It's wonderful to see the top players in the women's game getting paid what they deserve. And, writes Hannah Holden, the trickle-down effect will impact generations

The AIG Women’s Open prize fund was bigger than ever this year as the title sponsor and the R&A announced a 26 per cent increase for the event. The purse was boosted to $7.3 million, with the winner taking home $1.095 million. All that sounds lovely, but the trickle-down effect will have the most significant change of all. 

For the last seven years I have worked as a performance manager for a number of England Under-18 development squads, looking after some of the up-and-coming male and female talents in the country. 

One standout factor in that time is the noticeable difference in attitude towards the sport from the parents of the players.

Right from the get-go, the vast majority of girls’ parents see golf as no more than a hobby. It’s not that they don’t want the best for their daughters, or don’t want them to follow their dreams, it is just hard for them to see a future in a sport that has historically paid women so little. 

Why would they set their children up for failure? After all, the average LPGA player earned $141,428 during the 2021 season. That may sound like a lot, but it isn’t sustainable once you take into account the outgoing column, from travel expenses to caddie, coach and manager fees. 

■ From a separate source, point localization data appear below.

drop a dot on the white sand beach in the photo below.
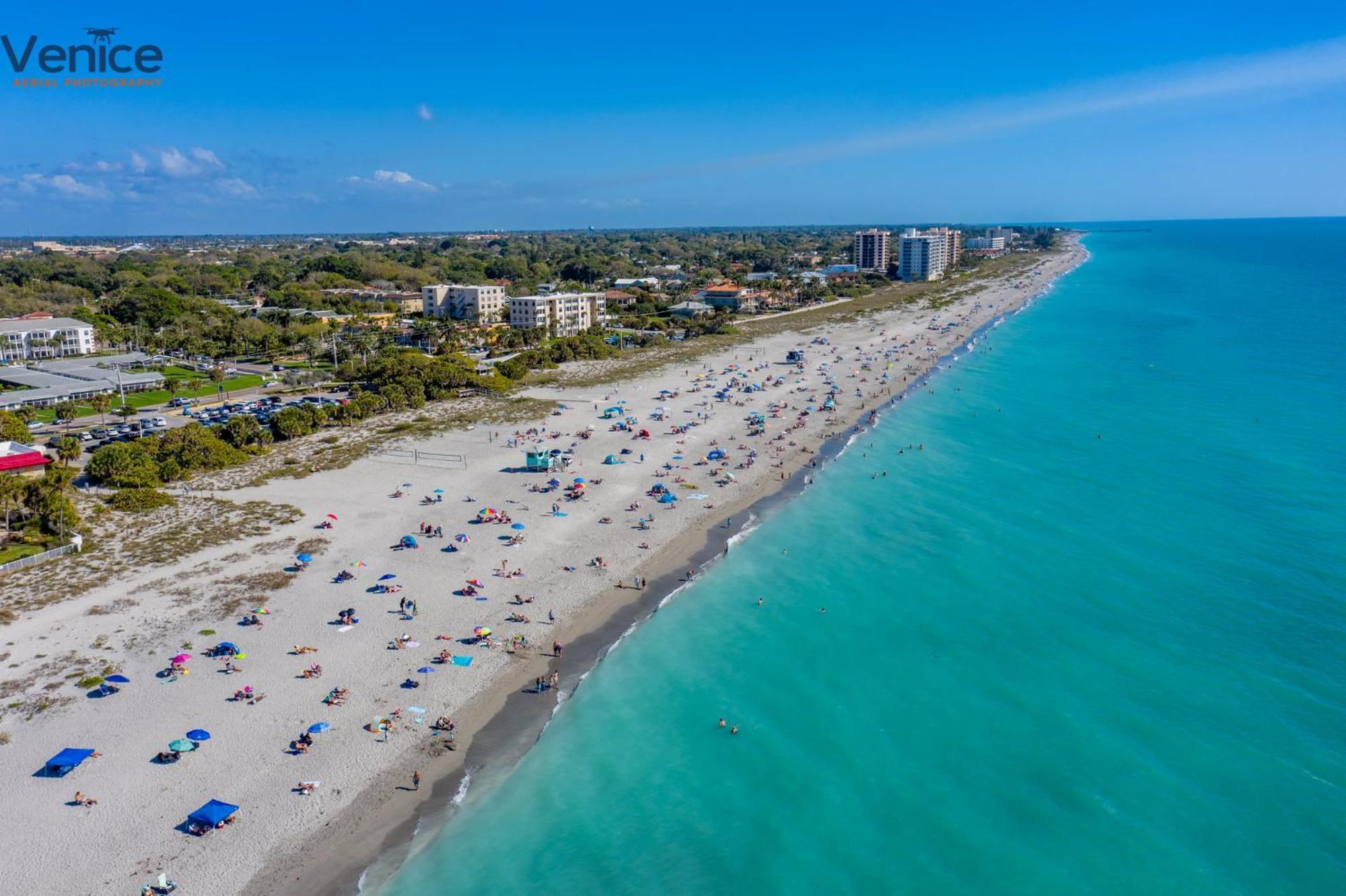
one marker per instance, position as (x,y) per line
(134,832)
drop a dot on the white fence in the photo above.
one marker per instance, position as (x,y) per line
(413,457)
(14,566)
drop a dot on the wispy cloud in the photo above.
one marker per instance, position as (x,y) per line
(394,180)
(1300,68)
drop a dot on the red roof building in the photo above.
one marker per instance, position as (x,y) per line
(17,458)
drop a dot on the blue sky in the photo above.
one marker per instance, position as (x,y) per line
(353,118)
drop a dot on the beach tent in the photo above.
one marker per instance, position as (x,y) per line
(65,762)
(213,813)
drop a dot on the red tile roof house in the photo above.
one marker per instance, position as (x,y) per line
(17,459)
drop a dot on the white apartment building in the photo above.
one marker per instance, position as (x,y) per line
(464,303)
(45,337)
(872,250)
(921,256)
(952,244)
(562,314)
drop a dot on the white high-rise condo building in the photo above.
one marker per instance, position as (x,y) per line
(872,250)
(921,256)
(36,337)
(464,303)
(562,314)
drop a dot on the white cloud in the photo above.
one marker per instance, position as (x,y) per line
(394,181)
(1304,67)
(236,188)
(65,186)
(207,157)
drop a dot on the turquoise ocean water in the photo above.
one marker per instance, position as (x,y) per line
(1051,664)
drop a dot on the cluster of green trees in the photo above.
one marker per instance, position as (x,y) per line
(145,463)
(40,505)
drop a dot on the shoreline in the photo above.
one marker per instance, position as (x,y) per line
(516,720)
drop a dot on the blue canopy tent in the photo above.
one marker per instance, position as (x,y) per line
(212,813)
(65,762)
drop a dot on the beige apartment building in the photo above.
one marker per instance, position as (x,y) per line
(562,314)
(465,303)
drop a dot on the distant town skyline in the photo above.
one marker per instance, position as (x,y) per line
(448,120)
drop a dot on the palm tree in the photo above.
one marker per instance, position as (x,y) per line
(217,376)
(11,497)
(68,450)
(102,403)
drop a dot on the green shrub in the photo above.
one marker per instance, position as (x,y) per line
(141,500)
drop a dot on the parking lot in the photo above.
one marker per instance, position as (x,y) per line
(180,412)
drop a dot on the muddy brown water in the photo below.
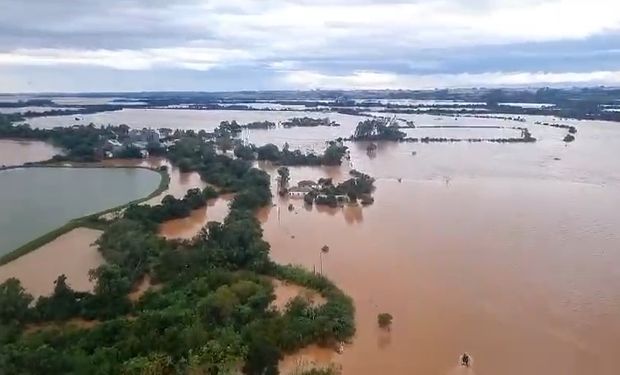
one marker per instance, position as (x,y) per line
(72,254)
(18,152)
(505,251)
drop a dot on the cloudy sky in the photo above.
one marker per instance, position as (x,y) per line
(214,45)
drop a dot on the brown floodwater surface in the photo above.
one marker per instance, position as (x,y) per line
(506,251)
(18,152)
(519,273)
(72,254)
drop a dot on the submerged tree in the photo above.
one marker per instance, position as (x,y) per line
(385,320)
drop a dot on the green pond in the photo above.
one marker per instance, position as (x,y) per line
(34,201)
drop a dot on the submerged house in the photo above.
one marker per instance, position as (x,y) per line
(299,191)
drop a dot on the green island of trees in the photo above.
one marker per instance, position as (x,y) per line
(211,312)
(359,187)
(332,155)
(377,129)
(308,122)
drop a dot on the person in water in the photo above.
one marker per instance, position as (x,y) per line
(465,360)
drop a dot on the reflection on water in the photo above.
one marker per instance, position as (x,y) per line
(72,254)
(18,152)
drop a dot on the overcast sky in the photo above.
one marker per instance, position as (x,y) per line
(214,45)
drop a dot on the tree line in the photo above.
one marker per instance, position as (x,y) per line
(212,314)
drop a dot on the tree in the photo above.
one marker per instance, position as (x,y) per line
(61,305)
(384,320)
(268,152)
(14,302)
(111,284)
(284,174)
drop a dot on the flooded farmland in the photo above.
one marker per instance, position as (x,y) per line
(501,250)
(34,201)
(18,152)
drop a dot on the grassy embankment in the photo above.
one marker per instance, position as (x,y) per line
(84,221)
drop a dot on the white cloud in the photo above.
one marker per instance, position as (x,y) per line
(382,80)
(184,57)
(304,39)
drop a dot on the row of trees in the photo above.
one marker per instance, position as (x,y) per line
(377,129)
(212,314)
(332,155)
(359,187)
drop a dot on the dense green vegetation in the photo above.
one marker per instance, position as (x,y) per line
(332,155)
(359,187)
(377,129)
(308,122)
(212,313)
(385,320)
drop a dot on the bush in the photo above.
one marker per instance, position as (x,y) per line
(384,320)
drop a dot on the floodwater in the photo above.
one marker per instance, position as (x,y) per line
(175,118)
(32,109)
(285,292)
(18,152)
(72,254)
(189,227)
(505,251)
(34,201)
(180,182)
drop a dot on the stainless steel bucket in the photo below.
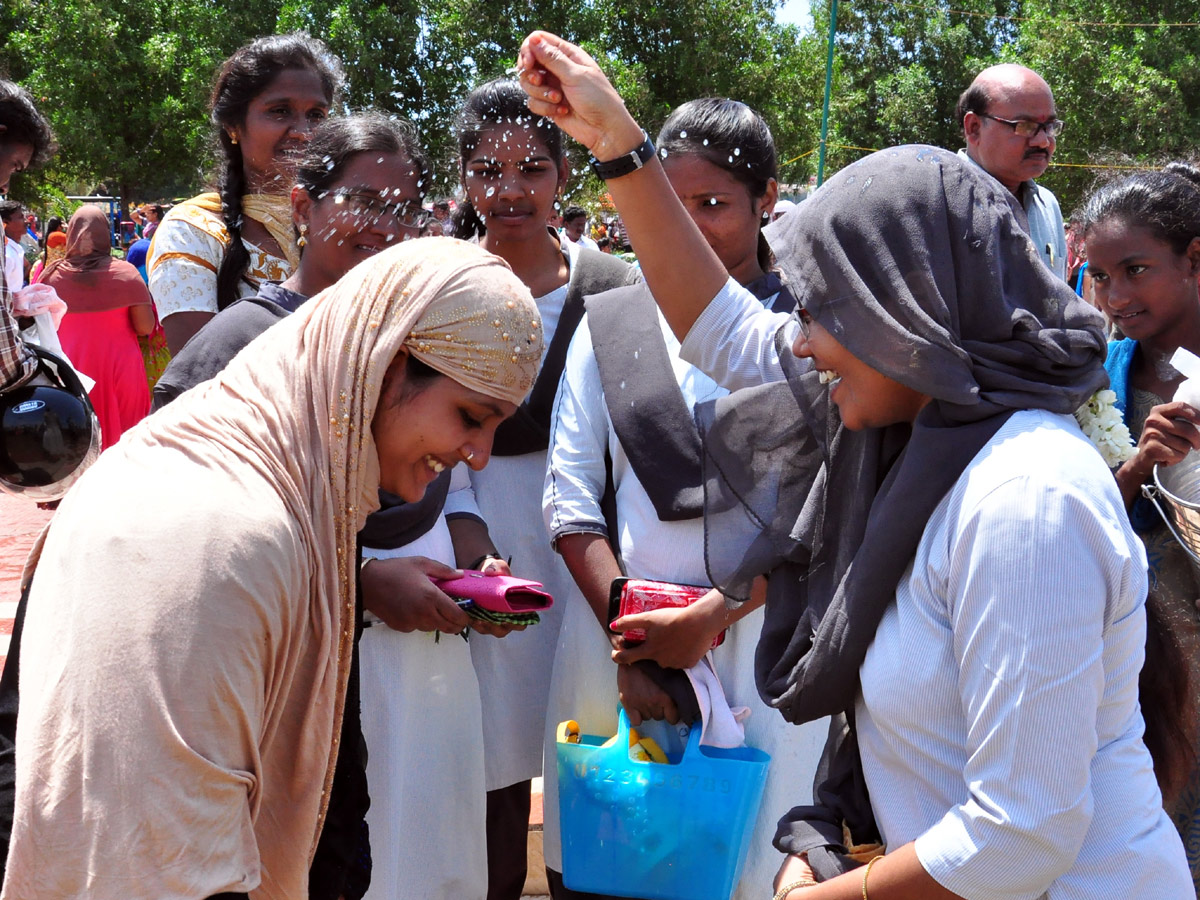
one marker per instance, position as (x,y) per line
(1179,489)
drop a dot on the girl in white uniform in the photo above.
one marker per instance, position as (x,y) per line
(627,402)
(513,169)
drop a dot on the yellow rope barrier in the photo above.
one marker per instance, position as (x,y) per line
(1027,18)
(1053,165)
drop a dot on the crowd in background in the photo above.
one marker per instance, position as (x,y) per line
(970,647)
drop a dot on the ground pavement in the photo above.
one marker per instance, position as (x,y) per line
(21,522)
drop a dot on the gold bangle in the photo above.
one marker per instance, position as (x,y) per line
(867,873)
(791,886)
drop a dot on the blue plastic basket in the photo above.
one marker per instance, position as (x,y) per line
(661,832)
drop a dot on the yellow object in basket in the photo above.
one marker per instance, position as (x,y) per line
(647,750)
(569,732)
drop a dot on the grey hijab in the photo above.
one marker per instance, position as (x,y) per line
(921,267)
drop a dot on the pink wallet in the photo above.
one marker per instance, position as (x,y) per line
(497,593)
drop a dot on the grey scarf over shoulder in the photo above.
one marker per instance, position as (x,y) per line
(921,267)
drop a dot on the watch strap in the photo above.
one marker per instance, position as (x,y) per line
(623,165)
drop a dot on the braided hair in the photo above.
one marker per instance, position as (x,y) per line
(241,78)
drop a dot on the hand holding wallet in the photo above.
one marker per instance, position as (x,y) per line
(631,595)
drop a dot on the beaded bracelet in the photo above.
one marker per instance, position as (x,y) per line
(484,558)
(791,886)
(867,873)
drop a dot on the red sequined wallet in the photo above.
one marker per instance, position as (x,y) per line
(630,595)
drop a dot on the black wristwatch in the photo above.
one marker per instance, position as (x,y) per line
(623,165)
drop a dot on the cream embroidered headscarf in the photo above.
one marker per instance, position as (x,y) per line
(190,627)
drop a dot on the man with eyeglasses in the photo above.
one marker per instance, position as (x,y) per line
(1011,126)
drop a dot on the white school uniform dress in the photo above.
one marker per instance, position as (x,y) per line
(421,721)
(585,679)
(514,671)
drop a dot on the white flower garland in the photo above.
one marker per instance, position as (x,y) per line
(1103,425)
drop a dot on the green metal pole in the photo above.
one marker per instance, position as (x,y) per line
(825,111)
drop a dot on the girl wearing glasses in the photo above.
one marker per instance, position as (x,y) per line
(951,562)
(221,246)
(514,167)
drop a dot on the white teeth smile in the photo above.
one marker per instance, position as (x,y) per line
(825,376)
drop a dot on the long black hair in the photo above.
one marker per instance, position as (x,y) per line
(339,141)
(23,124)
(731,136)
(241,78)
(1167,203)
(499,101)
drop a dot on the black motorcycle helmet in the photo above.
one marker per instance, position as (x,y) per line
(48,433)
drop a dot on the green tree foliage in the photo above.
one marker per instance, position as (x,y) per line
(900,70)
(125,84)
(1129,95)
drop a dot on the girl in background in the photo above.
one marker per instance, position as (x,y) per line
(217,247)
(1143,235)
(108,307)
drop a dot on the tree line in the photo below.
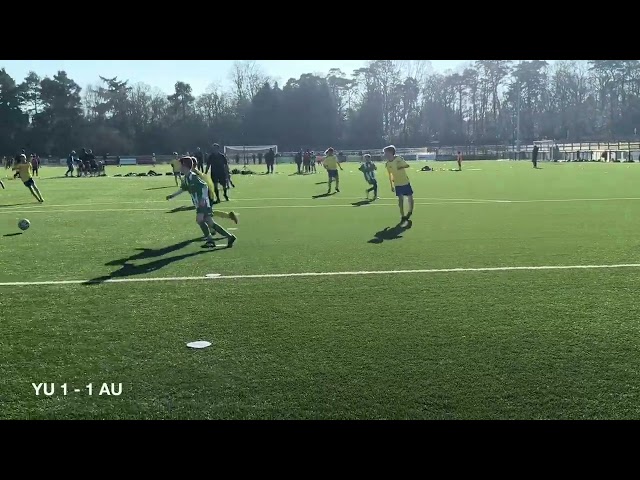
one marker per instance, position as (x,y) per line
(388,101)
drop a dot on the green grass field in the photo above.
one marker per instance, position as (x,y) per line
(424,344)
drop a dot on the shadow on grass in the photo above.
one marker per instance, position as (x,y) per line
(322,195)
(390,233)
(16,204)
(183,208)
(128,269)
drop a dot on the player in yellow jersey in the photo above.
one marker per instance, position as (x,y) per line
(24,170)
(332,165)
(399,180)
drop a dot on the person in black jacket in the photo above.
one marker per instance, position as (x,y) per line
(219,166)
(270,159)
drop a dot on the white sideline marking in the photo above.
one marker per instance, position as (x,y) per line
(43,209)
(231,205)
(216,276)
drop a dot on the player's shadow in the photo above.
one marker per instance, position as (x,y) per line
(15,205)
(390,233)
(182,208)
(128,269)
(322,195)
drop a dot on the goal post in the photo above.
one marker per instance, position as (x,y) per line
(546,148)
(245,153)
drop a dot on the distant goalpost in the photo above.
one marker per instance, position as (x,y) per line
(245,153)
(546,147)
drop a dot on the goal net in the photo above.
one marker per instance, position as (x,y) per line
(246,153)
(545,149)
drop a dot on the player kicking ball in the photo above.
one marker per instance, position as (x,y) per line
(331,164)
(200,195)
(368,168)
(399,180)
(25,171)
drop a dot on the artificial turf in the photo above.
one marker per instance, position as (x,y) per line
(510,344)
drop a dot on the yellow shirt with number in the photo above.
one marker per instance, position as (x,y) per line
(331,162)
(25,171)
(397,168)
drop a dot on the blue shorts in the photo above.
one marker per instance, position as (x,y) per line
(404,190)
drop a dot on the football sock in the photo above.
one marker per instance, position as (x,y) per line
(218,213)
(205,229)
(218,229)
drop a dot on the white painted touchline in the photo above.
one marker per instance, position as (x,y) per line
(216,276)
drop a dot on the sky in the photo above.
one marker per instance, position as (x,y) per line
(198,73)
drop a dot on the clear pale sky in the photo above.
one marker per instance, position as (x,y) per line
(198,73)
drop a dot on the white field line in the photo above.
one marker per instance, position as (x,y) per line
(215,276)
(226,206)
(90,204)
(232,203)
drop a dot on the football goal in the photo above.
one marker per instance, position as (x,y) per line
(246,154)
(545,149)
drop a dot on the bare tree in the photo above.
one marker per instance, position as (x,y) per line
(247,78)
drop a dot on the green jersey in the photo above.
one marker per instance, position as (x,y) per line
(197,188)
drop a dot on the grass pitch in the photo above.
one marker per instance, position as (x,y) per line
(463,344)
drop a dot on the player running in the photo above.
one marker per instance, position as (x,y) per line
(175,165)
(200,195)
(399,180)
(369,169)
(25,171)
(331,164)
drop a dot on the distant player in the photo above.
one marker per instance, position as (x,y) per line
(399,180)
(175,165)
(332,165)
(35,164)
(312,162)
(25,171)
(368,168)
(200,195)
(199,158)
(217,163)
(70,159)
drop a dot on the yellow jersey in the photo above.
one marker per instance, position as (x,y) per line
(331,162)
(397,168)
(25,171)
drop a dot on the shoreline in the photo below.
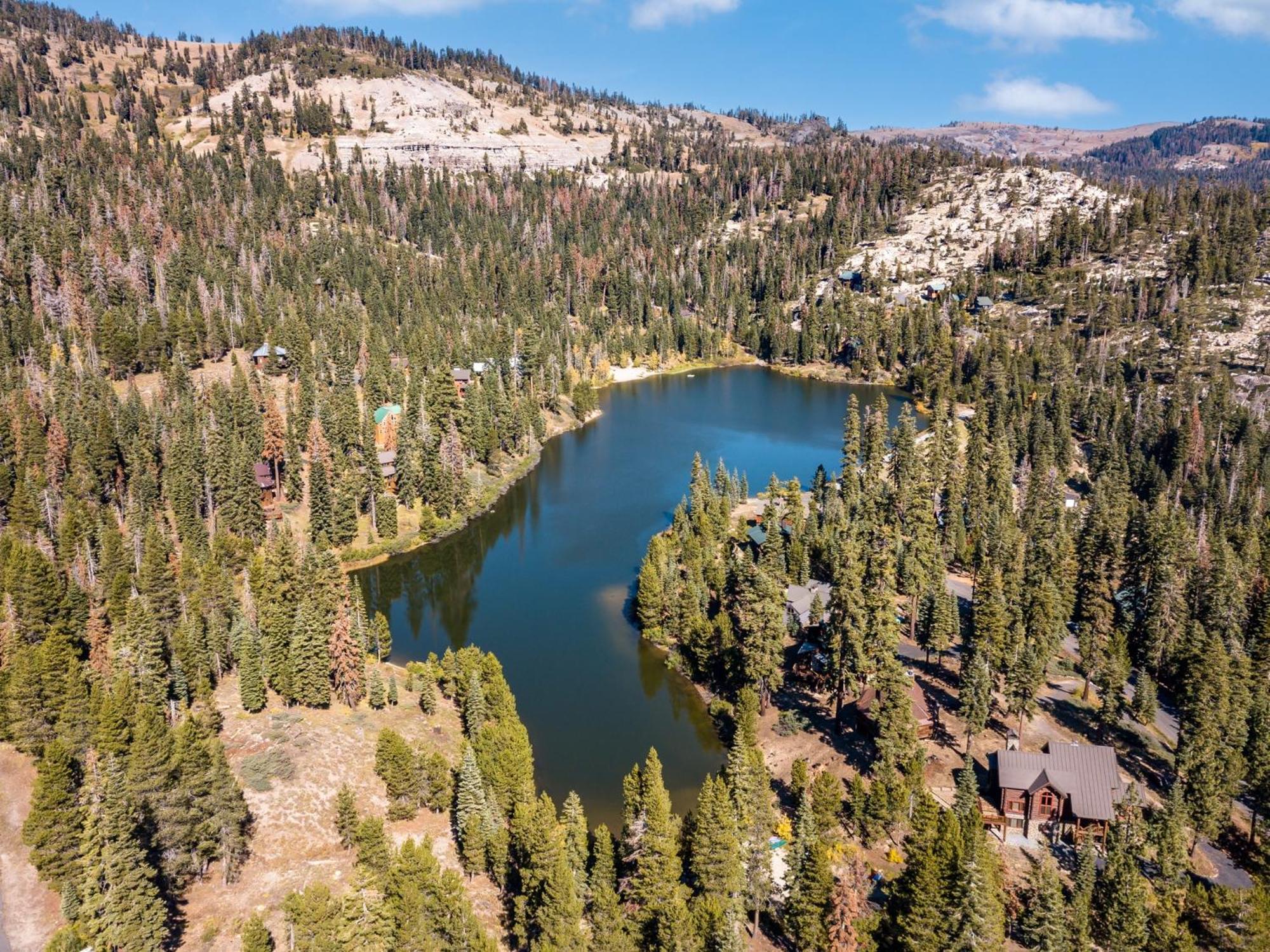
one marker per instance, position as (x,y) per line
(529,464)
(825,372)
(523,469)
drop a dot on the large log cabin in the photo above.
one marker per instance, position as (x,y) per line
(1069,790)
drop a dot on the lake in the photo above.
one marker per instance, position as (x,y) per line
(544,578)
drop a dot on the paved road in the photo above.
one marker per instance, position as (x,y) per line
(4,942)
(959,587)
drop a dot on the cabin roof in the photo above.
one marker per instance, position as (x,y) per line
(921,710)
(385,412)
(1086,774)
(799,598)
(264,475)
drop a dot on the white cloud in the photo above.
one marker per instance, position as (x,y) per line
(1039,23)
(411,8)
(1238,18)
(1032,97)
(655,14)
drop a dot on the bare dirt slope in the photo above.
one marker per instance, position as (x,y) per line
(294,841)
(1017,141)
(29,909)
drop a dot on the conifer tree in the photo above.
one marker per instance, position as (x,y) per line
(55,823)
(346,815)
(609,925)
(846,906)
(1122,895)
(123,908)
(718,862)
(396,766)
(469,810)
(252,694)
(377,694)
(347,663)
(657,868)
(576,836)
(808,908)
(982,922)
(257,936)
(476,711)
(311,658)
(1045,922)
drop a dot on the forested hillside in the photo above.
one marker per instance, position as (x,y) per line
(208,348)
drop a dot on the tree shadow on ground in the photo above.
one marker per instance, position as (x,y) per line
(1153,768)
(853,744)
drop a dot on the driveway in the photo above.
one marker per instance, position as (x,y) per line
(1227,873)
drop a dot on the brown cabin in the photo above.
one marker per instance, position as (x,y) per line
(266,484)
(1066,789)
(463,377)
(388,469)
(868,702)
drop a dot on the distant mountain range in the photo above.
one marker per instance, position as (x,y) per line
(1211,145)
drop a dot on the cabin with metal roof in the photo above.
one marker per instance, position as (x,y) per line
(388,469)
(387,419)
(267,485)
(854,279)
(1066,789)
(867,710)
(462,377)
(799,600)
(261,356)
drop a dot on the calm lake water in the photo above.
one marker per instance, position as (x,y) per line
(544,579)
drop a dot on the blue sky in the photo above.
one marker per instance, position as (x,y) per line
(869,62)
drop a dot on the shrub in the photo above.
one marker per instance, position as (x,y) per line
(261,770)
(791,723)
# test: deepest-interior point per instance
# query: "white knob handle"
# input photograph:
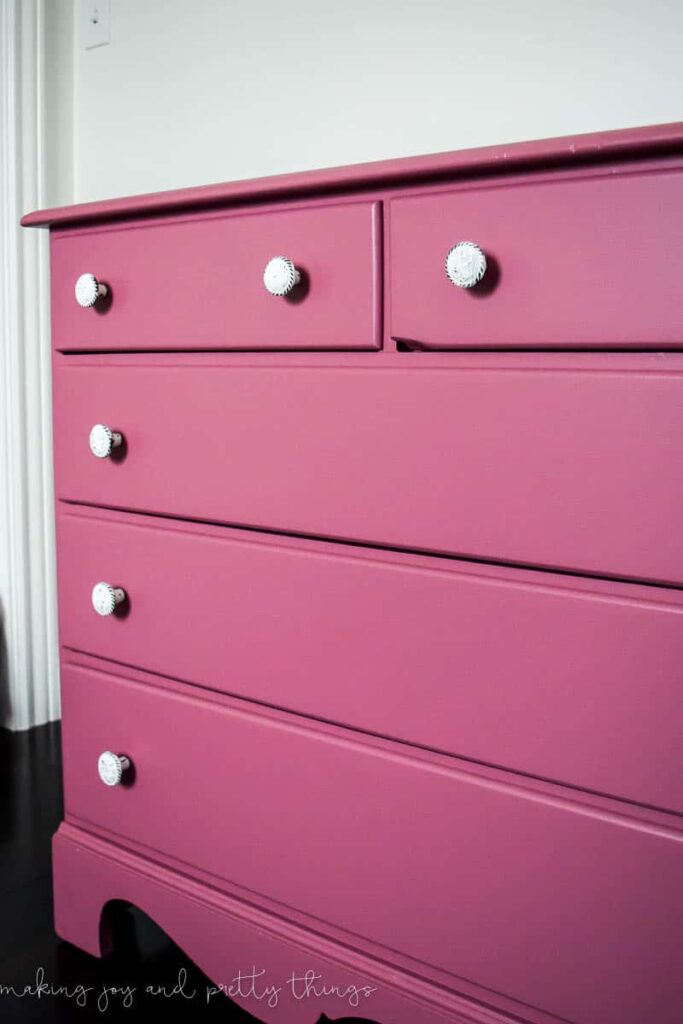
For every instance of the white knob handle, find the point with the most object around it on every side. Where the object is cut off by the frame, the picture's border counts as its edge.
(103, 440)
(88, 290)
(112, 766)
(281, 275)
(465, 264)
(105, 598)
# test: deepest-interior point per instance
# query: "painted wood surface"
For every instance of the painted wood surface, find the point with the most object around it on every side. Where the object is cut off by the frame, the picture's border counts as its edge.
(569, 680)
(574, 470)
(199, 283)
(571, 264)
(647, 142)
(519, 894)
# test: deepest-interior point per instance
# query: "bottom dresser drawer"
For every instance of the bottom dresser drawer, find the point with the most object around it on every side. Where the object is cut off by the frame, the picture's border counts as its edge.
(574, 910)
(572, 680)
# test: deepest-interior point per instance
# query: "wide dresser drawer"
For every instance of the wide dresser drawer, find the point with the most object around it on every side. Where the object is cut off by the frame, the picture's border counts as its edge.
(512, 891)
(562, 468)
(591, 263)
(197, 283)
(569, 680)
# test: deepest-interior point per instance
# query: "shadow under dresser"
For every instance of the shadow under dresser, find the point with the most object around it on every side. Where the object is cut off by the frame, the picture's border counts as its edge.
(368, 492)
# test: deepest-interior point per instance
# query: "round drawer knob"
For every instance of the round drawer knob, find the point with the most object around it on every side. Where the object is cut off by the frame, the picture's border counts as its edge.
(88, 290)
(465, 264)
(281, 275)
(103, 440)
(111, 767)
(105, 598)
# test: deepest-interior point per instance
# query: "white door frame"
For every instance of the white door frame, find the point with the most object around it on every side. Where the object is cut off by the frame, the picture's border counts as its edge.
(29, 658)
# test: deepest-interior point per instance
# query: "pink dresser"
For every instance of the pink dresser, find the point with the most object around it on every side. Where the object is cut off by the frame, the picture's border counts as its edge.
(370, 494)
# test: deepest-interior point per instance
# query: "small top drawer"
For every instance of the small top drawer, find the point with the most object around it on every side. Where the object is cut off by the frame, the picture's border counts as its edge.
(198, 283)
(589, 263)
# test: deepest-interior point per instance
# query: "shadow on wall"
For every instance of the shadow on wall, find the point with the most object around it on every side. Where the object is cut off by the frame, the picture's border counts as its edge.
(4, 673)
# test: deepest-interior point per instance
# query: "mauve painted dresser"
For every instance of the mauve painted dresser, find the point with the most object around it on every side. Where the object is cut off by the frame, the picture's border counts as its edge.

As an example, Danielle Kang revealed that despite banking $6,000 at a recent LPGA event, she did not break even for the week.

You may think this wouldn’t matter. Undoubtedly the best players always make it to the top regardless.

This couldn’t be further from the truth.

I have seen incredibly talented young girls come through our programmes – those with the skills that made it seem impossible would fail – fall by the wayside due to lack of support and parental ambition.

At the other end of the scale, how about a 14-year-old 10-handicapper we initially rejected who became a two-time Curtis Cup player by 19? The only difference was unwavering support from her parents, which flooded her with aspirations.

Every single girl with whom I have worked that has competed for England and beyond has parents who view the sport differently from the parents of their peers. In a game with such small margins, this is invaluable.

Although still young, these girls have had incredible life experiences off the back of this. Travelling the world representing their countries, getting into the best universities in America, and competing on the LPGA.

It pains me to think about how many girls have missed out on incredible opportunities like these simply because golf seemingly could never be a career option for them.

It also excites me to think about how the changing nature of women’s golf will impact future generations.

It is likely we won’t see the impact of the AIG Women’s Open prize increase for quite a few years, but as the attitude towards women’s golf changes so will that of parents and their talented offspring.

This will open an even bigger window of players and increase the amount of talent on tour. If you think the strength in depth in the women’s game is good today, imagine what it will be like a generation from now.

So when you see us celebrating bigger pay cheques, please realise this is about more than players earning what they are worth, or covering their costs.

A bigger prize fund changes the perception of the value of the women’s game. And that is priceless.